毛利元就、三子に家訓の書状──家名存続を強く託す「三子教訓状」

毛利元就

【安芸・吉田郡山城 12月15日】

安芸国の領主 毛利元就 がこのほど、嫡男・隆元、次男・吉川元春、三男・小早川隆景の三人に宛てて、家名の維持と兄弟の和を説く長文の教訓書状、いわゆる 「三子教訓状」 を記したことが家中で話題となっている。書状は段落を重ねながら、家を絶やさぬための心構えを丁寧に説くもので、兄弟が互いに助け合い、争いを避けるよう繰り返し言い含めている。

元就は書状の中で、隆元を家督の中心に据えつつも、元春・隆景のふたりが「毛利の名を忘れず、本家を支えるべし」と強調。特に、兄弟の不和が家の衰退を招くと戒め、「三人の間に隔たりがあれば、ともに滅亡すると心得よ」との強い言葉も記されているという。

近年、毛利家は中国地方で勢力を広げつつあるが、周辺諸勢力との緊張も続いている。
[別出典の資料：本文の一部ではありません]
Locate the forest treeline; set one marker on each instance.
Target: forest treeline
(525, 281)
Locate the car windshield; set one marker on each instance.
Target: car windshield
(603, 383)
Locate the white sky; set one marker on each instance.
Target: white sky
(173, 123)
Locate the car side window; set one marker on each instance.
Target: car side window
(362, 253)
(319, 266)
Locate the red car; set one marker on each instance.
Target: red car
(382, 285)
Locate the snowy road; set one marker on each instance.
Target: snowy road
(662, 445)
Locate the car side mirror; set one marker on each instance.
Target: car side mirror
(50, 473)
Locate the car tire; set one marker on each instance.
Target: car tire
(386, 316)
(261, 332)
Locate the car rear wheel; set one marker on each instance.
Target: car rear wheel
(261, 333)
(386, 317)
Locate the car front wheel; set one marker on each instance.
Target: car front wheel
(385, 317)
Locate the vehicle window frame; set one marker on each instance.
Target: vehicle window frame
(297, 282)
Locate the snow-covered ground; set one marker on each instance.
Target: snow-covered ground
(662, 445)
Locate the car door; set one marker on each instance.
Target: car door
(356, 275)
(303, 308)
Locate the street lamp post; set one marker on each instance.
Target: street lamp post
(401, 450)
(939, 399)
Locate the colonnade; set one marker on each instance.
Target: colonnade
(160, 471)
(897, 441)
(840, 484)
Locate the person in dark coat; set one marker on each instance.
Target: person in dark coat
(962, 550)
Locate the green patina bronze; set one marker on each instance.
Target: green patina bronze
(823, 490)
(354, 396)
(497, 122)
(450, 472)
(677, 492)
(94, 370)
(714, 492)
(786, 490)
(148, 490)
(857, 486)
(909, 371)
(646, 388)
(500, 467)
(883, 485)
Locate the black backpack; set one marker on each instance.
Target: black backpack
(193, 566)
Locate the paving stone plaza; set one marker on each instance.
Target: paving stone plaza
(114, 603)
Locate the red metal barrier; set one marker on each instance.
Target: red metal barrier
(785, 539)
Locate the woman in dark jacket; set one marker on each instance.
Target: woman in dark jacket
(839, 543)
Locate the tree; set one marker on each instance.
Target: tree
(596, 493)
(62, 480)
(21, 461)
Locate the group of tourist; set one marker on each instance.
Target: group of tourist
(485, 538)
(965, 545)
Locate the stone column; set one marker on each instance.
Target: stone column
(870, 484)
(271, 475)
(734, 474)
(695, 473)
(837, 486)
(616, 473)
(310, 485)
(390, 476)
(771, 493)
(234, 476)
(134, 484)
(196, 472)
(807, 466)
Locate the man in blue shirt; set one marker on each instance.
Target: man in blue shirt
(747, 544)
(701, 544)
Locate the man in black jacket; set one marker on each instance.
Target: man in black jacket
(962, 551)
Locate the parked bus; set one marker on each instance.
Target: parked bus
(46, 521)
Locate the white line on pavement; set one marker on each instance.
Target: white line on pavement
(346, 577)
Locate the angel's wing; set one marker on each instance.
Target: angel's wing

城下では「殿は、家の未来を案じておられる」「子らが争い、家が傾く例をいくつも見てきたからだ」といった声が聞かれ、今回の書状を元就晩年の重要な政治的布石と見る見方が広がっている。

内政と戦略の要として注目される三兄弟の結束が、この教訓状によりどれほど固まるのか。戦乱の世を迎える毛利家の行く末を占う文書として、家中でも関心が高まっている。